As the voyage gets underway, the Nightflyer, piloted by Captain Roy Erris (David Ajala) a man who only appears via projection until the third episode where, after 15 years, he decides to, well, not do that, experiences freak accidents and deaths from the second they lift off. To add to this the overarching reason for Erris’ shyness is not explained for another 8 episodes, though there is the immensely troubling fact that he likes to watch his crew shower or have sex, something that his love interest, Melantha (Jodie Turner-Smith) seems to be fine with. This is an icky show but there is some good to be had, though not much. There are two characters that rise above the almost uniform personalities of the entire damn crew: Maya Eshet’s Lommie, and Sam Strike’s telepath, Thale. Both are extremely watchable, the Lommie focused fifth episode is the highlight of the show, and Strike’s mouthy wit gives the show a few crumbs of humour.

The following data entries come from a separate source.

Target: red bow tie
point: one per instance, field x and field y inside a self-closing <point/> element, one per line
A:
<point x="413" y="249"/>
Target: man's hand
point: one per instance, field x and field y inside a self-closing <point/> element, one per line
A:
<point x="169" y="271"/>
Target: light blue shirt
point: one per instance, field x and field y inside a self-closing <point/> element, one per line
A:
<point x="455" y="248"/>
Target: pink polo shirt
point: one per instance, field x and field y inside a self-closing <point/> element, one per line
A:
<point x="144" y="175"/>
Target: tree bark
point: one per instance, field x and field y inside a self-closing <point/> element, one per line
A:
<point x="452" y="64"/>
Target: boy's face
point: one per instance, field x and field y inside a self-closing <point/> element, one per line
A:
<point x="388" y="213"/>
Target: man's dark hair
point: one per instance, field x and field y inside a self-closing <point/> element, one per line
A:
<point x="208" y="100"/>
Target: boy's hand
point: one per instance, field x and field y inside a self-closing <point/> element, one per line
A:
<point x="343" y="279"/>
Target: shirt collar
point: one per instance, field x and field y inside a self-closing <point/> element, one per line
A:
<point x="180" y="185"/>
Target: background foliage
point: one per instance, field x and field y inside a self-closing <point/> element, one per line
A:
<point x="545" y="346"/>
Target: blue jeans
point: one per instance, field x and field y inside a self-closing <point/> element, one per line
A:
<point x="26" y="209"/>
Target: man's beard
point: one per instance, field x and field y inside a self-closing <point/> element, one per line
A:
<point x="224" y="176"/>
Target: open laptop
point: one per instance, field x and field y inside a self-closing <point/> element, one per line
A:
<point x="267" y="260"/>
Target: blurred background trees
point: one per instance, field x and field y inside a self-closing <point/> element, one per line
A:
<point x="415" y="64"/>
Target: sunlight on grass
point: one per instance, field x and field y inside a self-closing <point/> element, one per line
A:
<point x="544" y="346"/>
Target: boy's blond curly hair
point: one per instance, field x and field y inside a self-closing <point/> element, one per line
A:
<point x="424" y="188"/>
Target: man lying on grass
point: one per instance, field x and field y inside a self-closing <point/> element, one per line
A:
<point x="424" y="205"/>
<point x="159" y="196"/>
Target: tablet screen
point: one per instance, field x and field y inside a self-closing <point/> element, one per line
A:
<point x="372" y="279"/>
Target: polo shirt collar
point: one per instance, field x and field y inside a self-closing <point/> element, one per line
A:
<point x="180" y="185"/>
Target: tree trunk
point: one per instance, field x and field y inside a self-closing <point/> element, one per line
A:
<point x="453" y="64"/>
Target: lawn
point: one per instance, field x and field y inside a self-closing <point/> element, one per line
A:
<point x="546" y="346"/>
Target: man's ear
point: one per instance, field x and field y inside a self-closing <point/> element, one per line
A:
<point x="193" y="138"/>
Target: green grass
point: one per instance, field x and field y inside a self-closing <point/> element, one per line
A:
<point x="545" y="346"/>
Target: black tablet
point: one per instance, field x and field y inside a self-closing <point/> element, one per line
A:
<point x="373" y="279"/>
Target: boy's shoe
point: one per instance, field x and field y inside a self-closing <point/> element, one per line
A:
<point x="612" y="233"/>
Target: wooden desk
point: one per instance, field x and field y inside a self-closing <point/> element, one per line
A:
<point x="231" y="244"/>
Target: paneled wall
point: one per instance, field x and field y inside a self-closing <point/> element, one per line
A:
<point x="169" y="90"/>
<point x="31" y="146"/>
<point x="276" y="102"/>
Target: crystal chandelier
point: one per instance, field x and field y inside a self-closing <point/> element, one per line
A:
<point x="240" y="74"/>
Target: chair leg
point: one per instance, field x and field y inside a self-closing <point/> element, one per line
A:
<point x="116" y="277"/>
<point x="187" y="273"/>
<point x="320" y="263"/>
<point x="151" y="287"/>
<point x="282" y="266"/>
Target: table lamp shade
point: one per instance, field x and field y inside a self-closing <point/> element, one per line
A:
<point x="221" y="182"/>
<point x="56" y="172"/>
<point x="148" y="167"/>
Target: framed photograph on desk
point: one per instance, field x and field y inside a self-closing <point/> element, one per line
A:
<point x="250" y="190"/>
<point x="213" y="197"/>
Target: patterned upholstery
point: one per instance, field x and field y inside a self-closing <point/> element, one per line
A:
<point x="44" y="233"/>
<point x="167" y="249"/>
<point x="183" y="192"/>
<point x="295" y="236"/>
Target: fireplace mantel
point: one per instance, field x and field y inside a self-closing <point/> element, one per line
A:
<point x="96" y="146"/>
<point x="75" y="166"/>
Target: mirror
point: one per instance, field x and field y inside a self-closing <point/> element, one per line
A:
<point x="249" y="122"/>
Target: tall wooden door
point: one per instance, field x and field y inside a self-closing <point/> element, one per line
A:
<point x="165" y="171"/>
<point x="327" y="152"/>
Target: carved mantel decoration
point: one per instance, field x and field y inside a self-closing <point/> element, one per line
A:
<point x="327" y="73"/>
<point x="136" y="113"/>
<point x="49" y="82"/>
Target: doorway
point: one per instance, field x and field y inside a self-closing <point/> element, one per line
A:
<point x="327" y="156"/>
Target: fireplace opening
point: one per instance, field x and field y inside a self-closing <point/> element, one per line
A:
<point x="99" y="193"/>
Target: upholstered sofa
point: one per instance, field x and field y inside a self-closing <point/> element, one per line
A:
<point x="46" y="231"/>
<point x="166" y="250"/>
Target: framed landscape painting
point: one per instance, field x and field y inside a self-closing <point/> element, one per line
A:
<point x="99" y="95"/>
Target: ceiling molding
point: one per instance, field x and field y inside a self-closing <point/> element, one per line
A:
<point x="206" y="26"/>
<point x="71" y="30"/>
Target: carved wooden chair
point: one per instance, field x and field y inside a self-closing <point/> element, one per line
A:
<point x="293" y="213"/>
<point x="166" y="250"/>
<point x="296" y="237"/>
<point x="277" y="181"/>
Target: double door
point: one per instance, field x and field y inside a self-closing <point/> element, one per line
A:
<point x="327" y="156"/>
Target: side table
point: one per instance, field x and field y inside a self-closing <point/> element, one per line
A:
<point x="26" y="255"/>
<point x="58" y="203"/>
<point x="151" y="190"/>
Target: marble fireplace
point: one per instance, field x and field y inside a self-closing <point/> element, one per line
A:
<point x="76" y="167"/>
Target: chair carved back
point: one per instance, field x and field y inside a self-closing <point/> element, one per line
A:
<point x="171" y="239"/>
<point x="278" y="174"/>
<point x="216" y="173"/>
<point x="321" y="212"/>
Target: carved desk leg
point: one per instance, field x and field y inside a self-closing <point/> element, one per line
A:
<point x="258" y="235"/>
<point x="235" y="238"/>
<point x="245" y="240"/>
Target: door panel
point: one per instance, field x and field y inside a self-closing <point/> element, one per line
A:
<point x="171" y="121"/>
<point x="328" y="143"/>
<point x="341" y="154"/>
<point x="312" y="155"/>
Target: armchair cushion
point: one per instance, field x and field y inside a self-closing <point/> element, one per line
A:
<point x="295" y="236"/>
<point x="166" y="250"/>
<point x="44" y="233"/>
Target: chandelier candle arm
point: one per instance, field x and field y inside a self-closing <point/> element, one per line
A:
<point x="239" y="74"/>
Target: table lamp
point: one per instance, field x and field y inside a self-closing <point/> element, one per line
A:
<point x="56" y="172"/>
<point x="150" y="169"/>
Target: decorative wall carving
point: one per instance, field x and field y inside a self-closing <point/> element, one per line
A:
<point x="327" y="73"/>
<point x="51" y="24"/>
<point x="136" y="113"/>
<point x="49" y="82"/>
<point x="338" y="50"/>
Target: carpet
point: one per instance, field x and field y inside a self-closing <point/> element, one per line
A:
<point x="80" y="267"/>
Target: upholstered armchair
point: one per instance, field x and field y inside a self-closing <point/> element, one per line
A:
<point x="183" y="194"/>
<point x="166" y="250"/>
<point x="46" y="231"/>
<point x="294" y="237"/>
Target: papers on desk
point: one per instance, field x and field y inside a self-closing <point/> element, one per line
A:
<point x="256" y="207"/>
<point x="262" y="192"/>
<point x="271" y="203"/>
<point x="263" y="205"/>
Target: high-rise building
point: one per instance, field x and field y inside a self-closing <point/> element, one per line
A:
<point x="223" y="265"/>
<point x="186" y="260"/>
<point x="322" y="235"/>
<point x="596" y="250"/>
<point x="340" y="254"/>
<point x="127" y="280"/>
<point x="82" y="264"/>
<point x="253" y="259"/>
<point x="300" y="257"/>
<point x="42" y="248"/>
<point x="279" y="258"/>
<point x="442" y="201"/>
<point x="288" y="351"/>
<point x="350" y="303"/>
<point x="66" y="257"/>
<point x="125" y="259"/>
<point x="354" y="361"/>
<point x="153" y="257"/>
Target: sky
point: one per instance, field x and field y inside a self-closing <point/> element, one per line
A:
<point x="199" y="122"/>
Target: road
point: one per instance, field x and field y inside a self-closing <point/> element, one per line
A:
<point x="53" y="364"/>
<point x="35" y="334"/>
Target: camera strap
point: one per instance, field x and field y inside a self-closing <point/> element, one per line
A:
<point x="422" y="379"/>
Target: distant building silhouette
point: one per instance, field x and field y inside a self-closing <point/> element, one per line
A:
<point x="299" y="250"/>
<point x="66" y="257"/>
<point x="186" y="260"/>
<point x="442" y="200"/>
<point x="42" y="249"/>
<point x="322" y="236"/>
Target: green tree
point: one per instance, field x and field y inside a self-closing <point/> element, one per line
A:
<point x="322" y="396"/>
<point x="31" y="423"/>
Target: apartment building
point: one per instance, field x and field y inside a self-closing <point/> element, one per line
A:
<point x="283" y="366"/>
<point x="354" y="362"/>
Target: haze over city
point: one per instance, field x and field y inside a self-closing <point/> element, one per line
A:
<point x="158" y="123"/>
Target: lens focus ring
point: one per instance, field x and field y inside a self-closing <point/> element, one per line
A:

The best part of Nightflyers is also the thing that they can’t stretch out over ten episodes. There is a great critique of how far we’ll let technological advances go to fuel our own sense of closure, or lack of it. This theme is represented by the memory dome where characters can upload and re-live their past. It’s through this that a force within the Nightflyer manipulates and scares the crew which is a nice sci-fi set up for some good old-fashioned scares, but the threat is temporarily taken care of in the fifth episode and the show completes it’s slide down to dullness in ensuing episodes.
4/10 – I wanted to like Nightflyers, but it sacrifices good characters and a compelling storyline for a half-baked attempt at existential horror. If you’re going to watch one new Netflix show this week, watch Russian Doll instead.